I glanced at Richard, who shook his head. “Nor I. I really must ensure we see the Alhambra before we leave. Or on another visit. Especially if it’s anything like this.” It wouldn’t do for England, where the weather was more temperate and damper, but for a hot country it was ideal. Beautiful.
Lizzie let us look our fill then took us through the hall to the stairs. We climbed them, getting a better view of the patterns nearest to us.
“How old is this house?” I enquired. The lightness of design didn’t indicate age to me.
“Not very,” Paul replied. “Possibly thirty years. My father had the tiles laid. I’m glad you like them. My country has some wonderful examples, but of course I consider this the best.”
He would. So would I, were it mine.
Up another flight of stairs and along a wide corridor lay our rooms. I presumed that the larger passage immediately at the top of the stairs led to the staterooms. They would do so in an English country house, and this smaller example contained the guestrooms. It gave us privacy enough but lay close to the main part of the house. Upstairs would be the servants’ quarters, since this house only held two main floors, and a floor at ground level, which would, if the house were mine, have the offices and some family rooms.

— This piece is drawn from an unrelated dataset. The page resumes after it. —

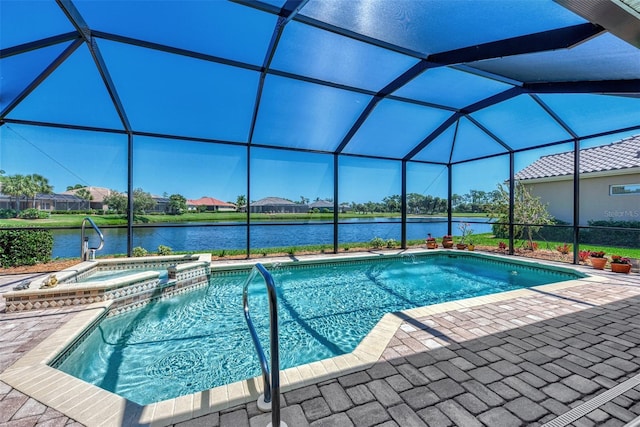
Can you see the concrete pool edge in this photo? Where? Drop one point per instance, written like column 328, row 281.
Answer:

I realised I was thinking in the way Richard customarily did. We were truly becoming one. I had gone into the house’s plan so naturally that next I would be working out where everyone would exist. It was one of the ways Richard kept one step ahead of everyone else. Only one of the ways. His mind worked so swiftly that he could discover a multiplicity of facts before another person had worked out one. And it came naturally to him.
Lizzie led us into a large bedroom. The bed was equally large, heavy draperies at the head and foot, obviously intended to close, not merely for decoration. The predominant colour was an apple green, charming, and as Lizzie must have realised, one of the colours that went well with my hair and complexion. “Will this suit you?”
“Oh yes!” I dropped Richard’s hand and took a slow stroll around the room. So pretty. The large windows opened on to a balcony that overlooked the gardens at the back of the house. Here, after a series of formal topiary gardens rare in England, I saw a massive fountain, dolphins disporting in a bowl of marble. The water was switched off. The draperies at the windows were also surprisingly thick, I noticed, when I turned my attention back into the room.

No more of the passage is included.